Come il modernismo socialista jugoslavo diventa il punto di partenza per una nuova e utopica ecologia contemporanea? Quali possono essere le strategie ecologiche e culturali per immaginare una nuova città? Come queste ultime possono essere viste quali mezzi utopici di sopravvivenza?
Heliopolis, titolo della mostra che fa riferimento ad un’ipotetica Città del Sole, è un progetto espositivo che rientra all’interno del programma di ricerca del PAV, Parco Arte Vivente, che punta al riuso della storia per esplorare nuove e non lineari strategie per un paradigma ecologico. Partendo dal modernismo socialista jugoslavo, con autori e opere sviluppate alla fine degli anni 50 in Croazia, la mostra diventa un paesaggio relazionale che vede i lavori dell’architetto Vyaceslav Richter e del filmaker Vladimir Kristl messi in relazione con le giustapposizioni di Marko Tadić.

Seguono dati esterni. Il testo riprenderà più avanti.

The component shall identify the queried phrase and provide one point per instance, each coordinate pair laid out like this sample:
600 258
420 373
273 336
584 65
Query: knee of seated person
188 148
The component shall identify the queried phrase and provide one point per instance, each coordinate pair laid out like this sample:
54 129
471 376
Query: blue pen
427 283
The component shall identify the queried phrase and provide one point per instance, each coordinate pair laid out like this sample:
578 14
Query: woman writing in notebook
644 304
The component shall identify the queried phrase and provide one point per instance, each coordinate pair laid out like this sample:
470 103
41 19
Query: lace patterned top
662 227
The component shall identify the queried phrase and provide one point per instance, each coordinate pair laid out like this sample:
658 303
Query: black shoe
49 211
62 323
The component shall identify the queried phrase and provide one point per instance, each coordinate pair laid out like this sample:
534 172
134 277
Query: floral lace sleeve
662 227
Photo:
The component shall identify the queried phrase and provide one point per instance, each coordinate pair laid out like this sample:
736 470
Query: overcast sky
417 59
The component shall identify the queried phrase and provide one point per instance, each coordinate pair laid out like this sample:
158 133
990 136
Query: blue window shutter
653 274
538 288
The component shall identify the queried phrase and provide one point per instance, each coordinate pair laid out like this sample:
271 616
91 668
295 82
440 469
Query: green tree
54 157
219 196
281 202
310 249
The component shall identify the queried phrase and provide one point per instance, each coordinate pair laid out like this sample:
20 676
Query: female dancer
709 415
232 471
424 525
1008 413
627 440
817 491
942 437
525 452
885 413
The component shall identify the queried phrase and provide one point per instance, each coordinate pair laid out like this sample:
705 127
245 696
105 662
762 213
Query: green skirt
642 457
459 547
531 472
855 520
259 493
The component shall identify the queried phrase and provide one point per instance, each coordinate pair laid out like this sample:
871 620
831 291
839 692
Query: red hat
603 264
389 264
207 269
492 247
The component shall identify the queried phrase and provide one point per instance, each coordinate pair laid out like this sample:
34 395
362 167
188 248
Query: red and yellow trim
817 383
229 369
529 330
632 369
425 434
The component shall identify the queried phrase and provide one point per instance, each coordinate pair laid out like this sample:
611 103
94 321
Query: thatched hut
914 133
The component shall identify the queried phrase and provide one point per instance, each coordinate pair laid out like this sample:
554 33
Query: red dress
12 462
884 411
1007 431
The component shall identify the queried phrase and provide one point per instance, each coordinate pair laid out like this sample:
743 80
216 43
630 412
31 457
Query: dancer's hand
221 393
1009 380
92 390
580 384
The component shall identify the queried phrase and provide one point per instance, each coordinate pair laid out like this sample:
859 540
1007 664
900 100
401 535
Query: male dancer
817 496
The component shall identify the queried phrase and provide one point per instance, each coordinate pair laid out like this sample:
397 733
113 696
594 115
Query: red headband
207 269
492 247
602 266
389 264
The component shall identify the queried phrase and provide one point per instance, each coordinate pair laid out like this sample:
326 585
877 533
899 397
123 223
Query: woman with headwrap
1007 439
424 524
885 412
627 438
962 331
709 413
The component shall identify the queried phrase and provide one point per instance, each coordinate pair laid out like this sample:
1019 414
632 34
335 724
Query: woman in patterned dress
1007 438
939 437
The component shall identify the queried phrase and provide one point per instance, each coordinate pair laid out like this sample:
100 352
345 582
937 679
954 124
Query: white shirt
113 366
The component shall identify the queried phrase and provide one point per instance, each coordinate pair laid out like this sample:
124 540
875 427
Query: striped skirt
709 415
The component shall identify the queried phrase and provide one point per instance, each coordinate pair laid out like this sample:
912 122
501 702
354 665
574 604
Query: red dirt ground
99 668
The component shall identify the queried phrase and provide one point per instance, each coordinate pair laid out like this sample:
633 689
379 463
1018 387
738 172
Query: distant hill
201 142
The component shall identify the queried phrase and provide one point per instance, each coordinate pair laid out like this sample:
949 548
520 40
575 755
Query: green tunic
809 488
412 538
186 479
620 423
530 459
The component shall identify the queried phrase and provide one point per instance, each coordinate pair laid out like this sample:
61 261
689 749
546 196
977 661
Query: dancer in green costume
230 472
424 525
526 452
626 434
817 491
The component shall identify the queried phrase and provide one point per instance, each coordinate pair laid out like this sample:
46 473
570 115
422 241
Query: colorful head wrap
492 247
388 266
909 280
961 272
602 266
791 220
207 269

«Fare storia partendo dai rifiuti della storia», avrebbe detto Walter Benjamin, citando Edmond de Goncourt. Heliopolis affronta quei rifiuti della storia, quelle opere dimenticate e silenziate. L’intero spazio espositivo, suddiviso in quattro nuclei tematici, o isole, diventa un viaggio attraverso città mai esistite, visioni altre che immaginano diversi modi di fare relazione, di essere società. La totalità degli ambienti muta e si mostra come una capsula del tempo tutta da scoprire. Centrale è l’azione della reinterpretazione, che diventa la lente immaginativa di Tadić, che attraverso il riutilizzo di reperti dell’epoca, cartoline, disegni, mappe, diapositive, quaderni, documenti e fotografie d’archivio, genera nuovi paesaggi sovrapponendo la sua idea di città utopica, con disegni e rappresentazioni, ai lavori d’archivio.
La prima isola, area tematica, è Leaving the frame, un’installazione spaziale che diventa una sorta di arcipelago di Heliopolis, un’area satellite che invita i visitatori ad uscire da una visione occidentale della realtà e ad ampliare lo sguardo verso il possibile/impossibile. Ecco allora miniature di arredo, elementi architettonici, un’enorme ziggurat che sostituisce un’intera città e schermi che mostrano l’edificazione di un paesaggio urbano ideologico. Segue Flow diversions, una stanza che affronta il tema della speculazione edilizia e progettuale attraverso una serie di collage di grandi dimensioni, nicchie archetipiche e poster riposizionati e rielaborati. La terza stanza diventa un percorso tra memorie narrate e storie politiche. The open future, propone una rilettura critica di tutte quelle memorie che sono state rimosse. Lo spazio diventa una sorta di archivio dove giornali e riviste mutano in elementi per una nuova e riesumata memoria. Conclude From the shell (of the old), uno spazio mediale dove immagini e documenti si animano e, attraverso un cortometraggio, si dà vita ad archivi dimenticati.
Heliopolis è una città che si ibrida, si trasforma e che smuove antiche memorie. È un paesaggio architettonico espositivo che mira a stabilire un nuovo ritmo armonico e metabolico nella società, fluidificandosi e mischiandosi col passato, la ricerca e l’utopia.
«Che cos’è stata la civiltà, in fondo, se non il tentativo dell’uomo di convincersi di essere buono? Buono e basta, si badi bene. Il resto doveva essere nascosto da qualche parte, sotto il tappeto. Cosa che la storia ha fatto a volte col guanto, a volte col manganello, eppure c’era sempre qualcosa che riaffiorava, che si liberava, che ribaltava la situazione», Stanislaw Lem in Il congresso di futurologia (1971).